Meaning of “Keep a Stiff Upper Lip” Origin of Phrase with examples.

Keep a Stiff Upper Lip

Meaning

Remain resolute and unemotional in the face of adversity, or even tragedy.

Origin

This is such a clichéd expression that it is difficult to imagine doing anything else with a stiff upper lip apart from keeping it. It is similar to ‘keep a straight face’, ‘keep your chin up’, and (to the amusement of many Americans) ‘keep you pecker up’.

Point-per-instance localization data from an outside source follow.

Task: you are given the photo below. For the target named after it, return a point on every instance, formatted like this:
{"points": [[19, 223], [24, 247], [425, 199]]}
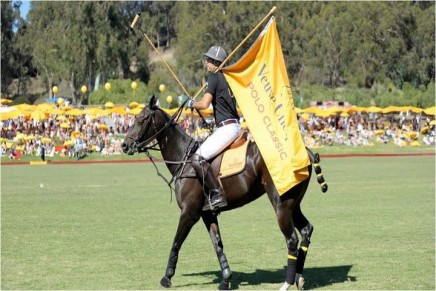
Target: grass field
{"points": [[378, 148], [111, 226]]}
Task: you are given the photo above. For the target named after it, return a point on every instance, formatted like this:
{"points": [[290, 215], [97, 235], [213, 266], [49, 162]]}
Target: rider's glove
{"points": [[190, 103]]}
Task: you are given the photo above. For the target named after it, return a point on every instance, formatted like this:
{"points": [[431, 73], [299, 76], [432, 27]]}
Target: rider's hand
{"points": [[190, 103]]}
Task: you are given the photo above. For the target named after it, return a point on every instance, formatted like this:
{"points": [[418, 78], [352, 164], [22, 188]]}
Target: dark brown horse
{"points": [[153, 124]]}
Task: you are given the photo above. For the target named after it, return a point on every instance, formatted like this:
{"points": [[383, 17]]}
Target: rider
{"points": [[227, 130]]}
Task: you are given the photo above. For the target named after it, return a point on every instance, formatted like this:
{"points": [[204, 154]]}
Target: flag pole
{"points": [[238, 47], [158, 53]]}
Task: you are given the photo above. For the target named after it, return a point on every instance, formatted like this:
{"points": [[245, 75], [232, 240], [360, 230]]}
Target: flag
{"points": [[260, 83]]}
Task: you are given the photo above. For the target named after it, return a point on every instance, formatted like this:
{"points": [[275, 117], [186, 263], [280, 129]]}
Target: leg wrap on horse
{"points": [[172, 263], [225, 268], [306, 233], [292, 258], [204, 171], [291, 270]]}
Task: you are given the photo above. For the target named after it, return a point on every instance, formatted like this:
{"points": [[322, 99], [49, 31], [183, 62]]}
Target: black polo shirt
{"points": [[223, 102]]}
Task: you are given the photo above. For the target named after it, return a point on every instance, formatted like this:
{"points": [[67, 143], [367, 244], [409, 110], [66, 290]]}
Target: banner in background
{"points": [[260, 83]]}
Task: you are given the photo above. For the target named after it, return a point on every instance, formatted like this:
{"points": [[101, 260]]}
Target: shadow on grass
{"points": [[315, 277]]}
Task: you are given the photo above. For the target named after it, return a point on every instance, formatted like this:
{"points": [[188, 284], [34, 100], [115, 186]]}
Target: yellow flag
{"points": [[260, 83]]}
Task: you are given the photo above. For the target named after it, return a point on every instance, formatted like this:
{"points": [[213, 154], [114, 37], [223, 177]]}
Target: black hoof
{"points": [[165, 282], [224, 286]]}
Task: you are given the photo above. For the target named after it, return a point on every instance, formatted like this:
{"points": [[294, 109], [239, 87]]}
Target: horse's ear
{"points": [[153, 102]]}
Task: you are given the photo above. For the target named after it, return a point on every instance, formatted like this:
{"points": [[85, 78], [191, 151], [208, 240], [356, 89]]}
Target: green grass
{"points": [[111, 227], [378, 148]]}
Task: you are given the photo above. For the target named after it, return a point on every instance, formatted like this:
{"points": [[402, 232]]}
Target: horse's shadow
{"points": [[314, 277]]}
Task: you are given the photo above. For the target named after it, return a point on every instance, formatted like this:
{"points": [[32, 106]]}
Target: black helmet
{"points": [[216, 53]]}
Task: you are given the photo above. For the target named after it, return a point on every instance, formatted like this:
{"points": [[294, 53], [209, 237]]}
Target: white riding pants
{"points": [[219, 140]]}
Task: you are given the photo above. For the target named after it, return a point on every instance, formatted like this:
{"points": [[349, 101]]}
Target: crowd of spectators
{"points": [[104, 134]]}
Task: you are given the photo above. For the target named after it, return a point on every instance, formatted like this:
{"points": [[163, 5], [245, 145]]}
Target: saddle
{"points": [[232, 160]]}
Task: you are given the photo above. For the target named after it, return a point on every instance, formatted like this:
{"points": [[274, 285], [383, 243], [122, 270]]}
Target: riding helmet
{"points": [[216, 53]]}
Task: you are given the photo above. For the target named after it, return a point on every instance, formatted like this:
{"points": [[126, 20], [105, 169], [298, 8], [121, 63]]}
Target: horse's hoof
{"points": [[224, 286], [300, 283], [285, 286], [227, 274], [165, 282]]}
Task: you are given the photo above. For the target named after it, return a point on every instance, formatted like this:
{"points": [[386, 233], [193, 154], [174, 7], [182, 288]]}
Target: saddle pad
{"points": [[233, 161]]}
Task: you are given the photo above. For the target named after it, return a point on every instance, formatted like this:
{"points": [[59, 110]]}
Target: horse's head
{"points": [[144, 129]]}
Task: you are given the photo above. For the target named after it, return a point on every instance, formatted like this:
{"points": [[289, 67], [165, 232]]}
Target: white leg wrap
{"points": [[285, 287], [299, 281]]}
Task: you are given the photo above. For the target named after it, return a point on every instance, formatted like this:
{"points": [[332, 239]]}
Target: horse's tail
{"points": [[315, 160]]}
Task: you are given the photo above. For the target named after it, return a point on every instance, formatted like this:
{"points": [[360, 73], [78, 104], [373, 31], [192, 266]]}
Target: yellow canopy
{"points": [[109, 104], [135, 111], [37, 115], [430, 110], [391, 109], [75, 112], [64, 125], [374, 109]]}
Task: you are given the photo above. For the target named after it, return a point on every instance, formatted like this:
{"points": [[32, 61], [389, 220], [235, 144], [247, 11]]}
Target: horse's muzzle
{"points": [[130, 150]]}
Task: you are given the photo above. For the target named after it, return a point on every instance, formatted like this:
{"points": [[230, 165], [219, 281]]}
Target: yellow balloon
{"points": [[170, 99]]}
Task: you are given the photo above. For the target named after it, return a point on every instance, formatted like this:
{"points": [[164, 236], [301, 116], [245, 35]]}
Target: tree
{"points": [[9, 16]]}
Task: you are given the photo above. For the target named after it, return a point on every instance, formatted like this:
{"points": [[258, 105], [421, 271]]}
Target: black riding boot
{"points": [[217, 197]]}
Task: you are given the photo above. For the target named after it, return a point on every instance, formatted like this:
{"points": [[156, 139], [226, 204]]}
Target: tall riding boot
{"points": [[217, 197]]}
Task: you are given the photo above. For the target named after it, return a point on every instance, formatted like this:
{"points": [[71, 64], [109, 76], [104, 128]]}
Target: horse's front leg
{"points": [[211, 222], [188, 217]]}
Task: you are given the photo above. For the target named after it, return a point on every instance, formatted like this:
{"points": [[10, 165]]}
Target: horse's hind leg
{"points": [[186, 222], [211, 222], [284, 218], [306, 229]]}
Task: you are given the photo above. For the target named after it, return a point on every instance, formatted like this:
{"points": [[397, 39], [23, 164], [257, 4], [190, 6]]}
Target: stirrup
{"points": [[215, 201]]}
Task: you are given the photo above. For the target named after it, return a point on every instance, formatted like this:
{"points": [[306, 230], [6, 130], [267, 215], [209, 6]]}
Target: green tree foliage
{"points": [[353, 50], [10, 58]]}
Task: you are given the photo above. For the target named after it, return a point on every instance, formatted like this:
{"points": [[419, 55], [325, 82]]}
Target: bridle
{"points": [[143, 146]]}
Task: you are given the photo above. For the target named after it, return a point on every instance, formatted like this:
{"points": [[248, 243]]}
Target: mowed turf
{"points": [[110, 226]]}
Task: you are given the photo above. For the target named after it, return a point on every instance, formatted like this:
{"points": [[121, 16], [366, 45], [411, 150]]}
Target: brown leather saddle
{"points": [[232, 160]]}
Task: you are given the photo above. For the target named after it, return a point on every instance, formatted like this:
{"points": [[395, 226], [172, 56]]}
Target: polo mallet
{"points": [[135, 20], [241, 44]]}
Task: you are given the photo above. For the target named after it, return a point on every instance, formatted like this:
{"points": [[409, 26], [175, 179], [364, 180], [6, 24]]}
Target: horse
{"points": [[155, 126]]}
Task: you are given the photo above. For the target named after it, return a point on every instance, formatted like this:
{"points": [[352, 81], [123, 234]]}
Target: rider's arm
{"points": [[204, 102]]}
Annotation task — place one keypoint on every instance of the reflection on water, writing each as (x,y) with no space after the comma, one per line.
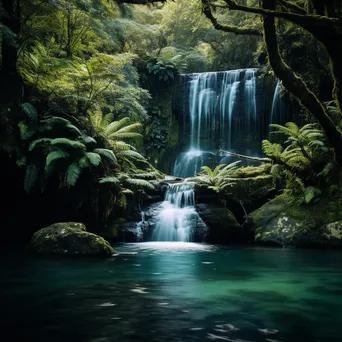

The phrase has become symbolic of the British, and particularly of the products of the English public school system during the age of the British Empire. In those schools the ‘play up and play the game’ ethos was inculcated into the boys who went on to rule the Empire. That ‘do your duty and show no emotion’ feeling was expressed in Alfred, Lord Tennyson’s The Charge of the Light Brigade:

“Forward, the Light Brigade!”

Was there a man dismay’d?

Not tho’ the soldier knew

Someone had blunder’d:

Their’s not to make reply,

Their’s not to reason why,

Their’s but to do and die:

Into the valley of Death

Rode the six hundred.

In more recent years British heroes have been able to show more emotion. Footballers now cry when they lose and the public don’t turn away that would have been unthinkable before WWII. The national outpouring of grief at the death of Princess Diana, although intensified by a media frenzy, began a trend toward accidental deaths being commemorated with garlands of flowers laid by the public.